Ice chunk explodes through ceiling
A Pennsylvania woman was asleep in her bed last week when a large chunk of ice exploded through the ceiling and hit her on the forehead. Mary Ann Foster, 66, was left with a large lump, and said that she could easily have been killed if the projectile hadn’t broken into pieces as it passed through the roof of her house. Authorities say the ice, which Foster saved in her freezer, likely fell from a passing plane, but Foster isn’t so sure. “There is a little fish smell to it,” she says. “Which is weird.”

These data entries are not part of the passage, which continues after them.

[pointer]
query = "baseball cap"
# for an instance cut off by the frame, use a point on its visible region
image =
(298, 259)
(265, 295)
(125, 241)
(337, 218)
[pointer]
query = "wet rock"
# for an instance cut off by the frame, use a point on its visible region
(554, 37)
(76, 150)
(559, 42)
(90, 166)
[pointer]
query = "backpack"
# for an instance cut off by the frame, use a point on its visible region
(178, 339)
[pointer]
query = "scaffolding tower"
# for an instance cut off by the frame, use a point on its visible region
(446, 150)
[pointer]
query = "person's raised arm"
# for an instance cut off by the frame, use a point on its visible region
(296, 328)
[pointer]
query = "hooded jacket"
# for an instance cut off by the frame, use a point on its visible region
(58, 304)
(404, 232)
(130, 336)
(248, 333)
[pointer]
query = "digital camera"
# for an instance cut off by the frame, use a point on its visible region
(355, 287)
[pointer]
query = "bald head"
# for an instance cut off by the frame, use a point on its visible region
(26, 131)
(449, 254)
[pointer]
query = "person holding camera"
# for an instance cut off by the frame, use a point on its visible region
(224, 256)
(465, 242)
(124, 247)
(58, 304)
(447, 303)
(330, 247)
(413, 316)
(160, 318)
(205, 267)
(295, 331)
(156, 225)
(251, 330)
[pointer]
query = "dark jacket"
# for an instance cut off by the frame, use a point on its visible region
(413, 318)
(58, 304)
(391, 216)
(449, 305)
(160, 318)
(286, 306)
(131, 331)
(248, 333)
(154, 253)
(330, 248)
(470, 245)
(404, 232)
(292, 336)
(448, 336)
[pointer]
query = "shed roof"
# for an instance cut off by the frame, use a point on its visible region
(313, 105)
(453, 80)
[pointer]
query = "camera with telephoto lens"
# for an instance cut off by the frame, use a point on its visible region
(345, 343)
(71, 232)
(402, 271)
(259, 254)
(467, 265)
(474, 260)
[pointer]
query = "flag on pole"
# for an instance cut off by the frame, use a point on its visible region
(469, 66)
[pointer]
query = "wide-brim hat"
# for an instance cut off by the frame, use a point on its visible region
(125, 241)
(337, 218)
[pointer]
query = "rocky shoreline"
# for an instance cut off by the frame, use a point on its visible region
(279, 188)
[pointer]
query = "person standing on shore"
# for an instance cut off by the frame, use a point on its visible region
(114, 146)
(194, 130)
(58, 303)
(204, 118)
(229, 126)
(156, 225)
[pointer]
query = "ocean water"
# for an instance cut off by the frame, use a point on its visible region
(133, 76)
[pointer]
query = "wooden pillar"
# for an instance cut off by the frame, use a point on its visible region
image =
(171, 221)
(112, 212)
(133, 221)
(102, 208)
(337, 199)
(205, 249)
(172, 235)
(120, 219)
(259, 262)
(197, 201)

No more fan mail says Ringo Starr
Ringo Starr says he has read his last piece of fan mail. In a videotaped rant on his website last week, the former Beatles drummer announced that letters from fans received after Oct. 19 would be thrown in the trash without being opened. Mail postmarked Oct. 20 or later “is gonna be tossed,” said Starr. “I’m warning you, with peace and love, but I have too much to do. So no more fan mail. And no more objects to be signed. Nothing.”
 
Baby conceived while father sleeps
A Canadian man is insisting that he should not pay child support on the grounds that he was asleep when he and his ex-girlfriend conceived a baby. The unnamed man told a court this week that he was visiting the woman in 2006 when he awoke in the middle of the night to find her having sex with him. He says he demanded that she “cease and desist,” but nine months later she gave birth, allegedly causing the father serious “mental distress” for which he now wants compensation.